Article

CLINICAL: Glaucoma

Time for a Breakup With Dry Eye

While they share common traits, DED and glaucoma are not a good match

At this Valentine’s time of the year, we should acknowledge that some people, foods and even clinical conditions are not a good match: Regarding the latter, I’m speaking of dry eye disease (DED) and glaucoma. For improved patient care and prognosis, we must look for this coupling and manage appropriately for the best outcomes.

GOOD ON PAPER

To the clinical cupid, it would appear that DED and glaucoma actually have a lot in common. Both conditions are:

  • Relatively common and inter-connected. It’s projected that nearly 80 million people worldwide will have glaucoma this year.1 Also, the prevalence of DED in studies of those reporting symptoms, with or without signs, range from 5% to 50%, while studies in which diagnosis is based chiefly on signs is up to 75% in certain populations.2 Of the 5 million people in U.S. older than age 50 who have dry eyes, 11% have glaucoma.3 Further, nearly 60% of patients on topical glaucoma therapy have DED.3
  • Age-related in both prevalence and progression.
  • Usually relatively asymptomatic in the early (and sometimes moderate) stages.
  • Clinical puzzles. Both conditions have structural signs that may be evident before obvious functional symptoms or vice versa, and with variable clinical discordance.
  • Chronic. Both conditions require regular follow-up and usually life-long treatment with variable treatment efficacy, patient expense, patient non-adherence to treatment and potentially compromised quality of life.
  • Are incurable. The treatment approach is to either slow progression and/or minimize severity and frequency.
  • Are associated with irreversible vision loss in end stages.

MERGING DIAGNOSTICS

QUESTIONS TO CONSIDER…

  • Do you have any family history of glaucoma?
  • Have you ever had any eye injury or eye surgery?
  • Do your eyes ever feel burning? Tired? Foreign body sensation?
  • Does your vision fluctuate after prolonged reading or other tasks?
  • Have you ever been diagnosed with dry eyes?
  • Do you currently use any artificial tears or prescription dry eye treatment?

SIGNS TO LOOK FOR…

  • Obstructed meibomian glands
  • Telangiectatic lid vessels
  • Frothy and/or low tear lake
  • Rapid TBUT
  • Corneal/conjunctival staining
  • Endothelial pigment/keratic precipitates
  • Anterior chamber reaction
  • Transillumination iris defects
  • Posterior synechiae
  • Narrow angles
  • Elevated/asymmetric IOPs
  • Vertical neuroretinal rim thinning

MANAGING THE TOXIC RELATIONSHIP

It’s time for these two to break-up, and the best way to do this is through a combination approach! To do so, O.D.s should try merging routine glaucoma questions with common DED questions and the systematic glaucoma clinical exam with the routine DED testing, as suggested in the provided sidebar.

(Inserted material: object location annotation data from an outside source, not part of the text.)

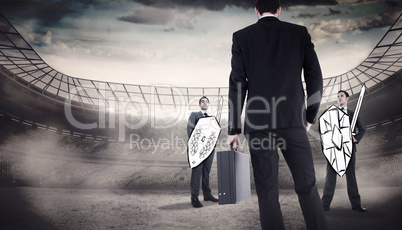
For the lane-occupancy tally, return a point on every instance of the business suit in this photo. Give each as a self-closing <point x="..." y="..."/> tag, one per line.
<point x="267" y="61"/>
<point x="330" y="180"/>
<point x="203" y="169"/>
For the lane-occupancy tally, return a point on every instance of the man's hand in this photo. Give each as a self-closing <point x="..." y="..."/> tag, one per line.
<point x="308" y="126"/>
<point x="233" y="139"/>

Having a more complete clinical history and picture helps us know which topical therapy would be best for each condition. On the glaucoma side, and to help with the likely underlying DED, we should consider SLT as first-line therapy when indicated, or preservative-free topical agents when possible.4,5 Also, fixed-combination drugs limit BAK preservative exposure and should, therefore, be considered. Of course, treating the underlying DED with regular lid hygiene and prescription topical/oral treatment, as needed, is also helpful to decrease DED symptoms and even maximize IOP reduction.6

COUPLES THERAPY

Treating DED in our glaucoma patients with a combination approach helps the symptoms in the short term and helps improve patient adherence and glaucoma prognosis for years to come. OM

References:

1. Tham YC, Li X, Wong TY, Quigley HA, Aung T, Cheng CY. Global prevalence of glaucoma and projections of glaucoma burden through 2040: a systematic review and meta-analysis. Ophthalmology. 2014; 121: 2081-90. 

2. Craig, JP, Nelson JD, Azar DT, et al. TFOS DEWS II Report Executive Summary. The Ocular Surface. (2017), http://dx.doi.org/10.1016/ j.jtos.2017.08.003

3. Zhang XVadoothker SMunir WMSaeedi O. Ocular Surface Disease and Glaucoma Medications: A Clinical Approach. Eye & Contact Lens. 2019; 45: 11-18.

4. Gazzard G, Konstantakopoulou E, Garway-Heath D, et al. Selective laser trabeculoplasty versus eye drops for first-line treatment of ocular hypertension and glaucoma (LiGHT): a multicentre randomised controlled trial. Lancet. 2019; 393: 1505-16.

5. Asiedu K, Abu SL. The impact of topical intraocular pressure lowering medications on the ocular surface of glaucoma patients: A review. J Curr Ophthalmol. 2018; 31: 8–15. 

6. Batra R, Tailor R, Mohamed S. Ocular surface disease exacerbated glaucoma: Optimizing the ocular surface improves intraocular pressure control. Journal of Glaucoma. 2014; 23: 56–60.